Ce manque nous marque parce que le toucher est un besoin fondamental, il est essentiel à notre survie. "On peut vivre sans la vue, sans l'odorat, sans l'ouïe, sans le goût mais pas sans le toucher. Il nous permet notamment de marcher et de ressentir les signaux d'alerte de notre corps. À la naissance, c'est le seul sens qui fonctionne à 100 % et le contact physique participe au développement du cerveau", rappelle la psychiatre.

Une fois adulte, on est loin de pouvoir s'en passer. "Le toucher stimule la production d'ocytocine, une hormone dite “de l'attachement”. Elle calme le stress, augmente le bien-être et a même des effets pour renforcer l'immunité", poursuit la spécialiste. Ce n'est pas un hasard si l'Indienne Amma, star de la câlinothérapie, rencontre un immense succès partout sur la planète alors que le monde virtuel nous expose de façon grandissante au manque d'interactions tactiles.
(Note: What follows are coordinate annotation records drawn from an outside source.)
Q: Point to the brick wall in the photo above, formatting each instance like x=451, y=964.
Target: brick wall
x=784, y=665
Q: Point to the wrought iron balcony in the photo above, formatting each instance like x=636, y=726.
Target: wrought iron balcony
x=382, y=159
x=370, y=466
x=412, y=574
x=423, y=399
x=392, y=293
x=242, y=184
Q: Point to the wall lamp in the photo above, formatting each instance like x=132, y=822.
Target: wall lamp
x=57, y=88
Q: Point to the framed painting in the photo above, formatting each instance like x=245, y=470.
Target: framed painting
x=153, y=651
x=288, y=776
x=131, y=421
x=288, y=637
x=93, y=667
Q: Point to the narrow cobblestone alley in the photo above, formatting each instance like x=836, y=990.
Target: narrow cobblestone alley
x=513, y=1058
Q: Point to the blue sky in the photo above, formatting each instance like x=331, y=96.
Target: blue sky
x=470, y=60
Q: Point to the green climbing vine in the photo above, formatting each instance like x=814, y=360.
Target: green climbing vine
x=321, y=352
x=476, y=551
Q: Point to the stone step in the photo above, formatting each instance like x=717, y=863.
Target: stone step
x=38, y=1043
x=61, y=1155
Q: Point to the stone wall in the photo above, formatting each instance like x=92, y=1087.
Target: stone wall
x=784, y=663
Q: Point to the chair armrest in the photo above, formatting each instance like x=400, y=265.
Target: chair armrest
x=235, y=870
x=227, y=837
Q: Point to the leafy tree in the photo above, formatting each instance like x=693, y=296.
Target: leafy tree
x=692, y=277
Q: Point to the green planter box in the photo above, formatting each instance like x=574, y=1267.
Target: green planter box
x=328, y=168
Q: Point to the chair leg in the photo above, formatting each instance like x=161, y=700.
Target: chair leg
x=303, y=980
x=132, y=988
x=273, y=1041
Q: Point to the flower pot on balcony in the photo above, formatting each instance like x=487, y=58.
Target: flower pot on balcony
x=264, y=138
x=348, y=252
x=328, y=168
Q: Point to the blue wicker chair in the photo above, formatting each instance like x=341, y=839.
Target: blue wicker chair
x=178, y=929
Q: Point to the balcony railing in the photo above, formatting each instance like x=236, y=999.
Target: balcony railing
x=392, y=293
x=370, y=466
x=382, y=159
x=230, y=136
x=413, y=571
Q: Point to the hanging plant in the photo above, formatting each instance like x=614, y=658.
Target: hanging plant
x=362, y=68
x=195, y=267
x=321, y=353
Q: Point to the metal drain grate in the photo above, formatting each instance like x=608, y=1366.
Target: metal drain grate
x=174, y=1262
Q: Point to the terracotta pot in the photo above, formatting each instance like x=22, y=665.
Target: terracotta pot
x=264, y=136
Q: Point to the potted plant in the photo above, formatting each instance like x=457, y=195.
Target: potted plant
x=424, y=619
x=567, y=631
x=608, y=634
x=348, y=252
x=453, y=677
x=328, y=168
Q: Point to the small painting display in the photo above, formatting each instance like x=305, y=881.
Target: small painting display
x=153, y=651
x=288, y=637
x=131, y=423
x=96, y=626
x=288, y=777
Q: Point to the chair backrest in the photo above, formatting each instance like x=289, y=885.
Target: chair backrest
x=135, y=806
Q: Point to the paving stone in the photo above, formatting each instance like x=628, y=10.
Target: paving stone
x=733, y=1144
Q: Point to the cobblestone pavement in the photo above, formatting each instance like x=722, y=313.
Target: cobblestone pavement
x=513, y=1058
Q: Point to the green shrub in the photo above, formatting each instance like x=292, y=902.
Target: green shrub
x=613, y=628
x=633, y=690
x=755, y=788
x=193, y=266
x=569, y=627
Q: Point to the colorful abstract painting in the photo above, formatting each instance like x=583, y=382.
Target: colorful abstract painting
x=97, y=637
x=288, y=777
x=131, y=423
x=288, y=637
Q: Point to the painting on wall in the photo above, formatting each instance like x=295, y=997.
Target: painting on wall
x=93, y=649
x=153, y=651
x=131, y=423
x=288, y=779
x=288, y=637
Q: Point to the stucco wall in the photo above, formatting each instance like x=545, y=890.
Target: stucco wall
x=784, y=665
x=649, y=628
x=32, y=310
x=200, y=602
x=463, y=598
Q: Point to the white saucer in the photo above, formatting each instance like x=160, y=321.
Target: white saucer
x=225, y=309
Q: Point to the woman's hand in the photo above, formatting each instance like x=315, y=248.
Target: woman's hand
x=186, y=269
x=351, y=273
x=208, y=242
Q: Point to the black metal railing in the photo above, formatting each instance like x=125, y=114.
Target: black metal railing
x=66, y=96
"L'absence de contacts physiques, de sensorialité affective, peut contribuer au développement de symptômes psychiques, d'angoisse, de sensation de solitude exacerbée", constate la Dre Fanny Jacq. Et ce ne sont pas les 'likes' des réseaux qui peuvent les remplacer. Non seulement ils ne provoquent pas de libération d'ocytocine mais ils stimulent dans le cerveau la zone de l'addiction.

Plutôt que de scroller sur son smartphone en quête de satisfactions virtuelles, pour se faire du bien, on prend son entourage dans les bras dès qu'on le peut et on file se faire masser.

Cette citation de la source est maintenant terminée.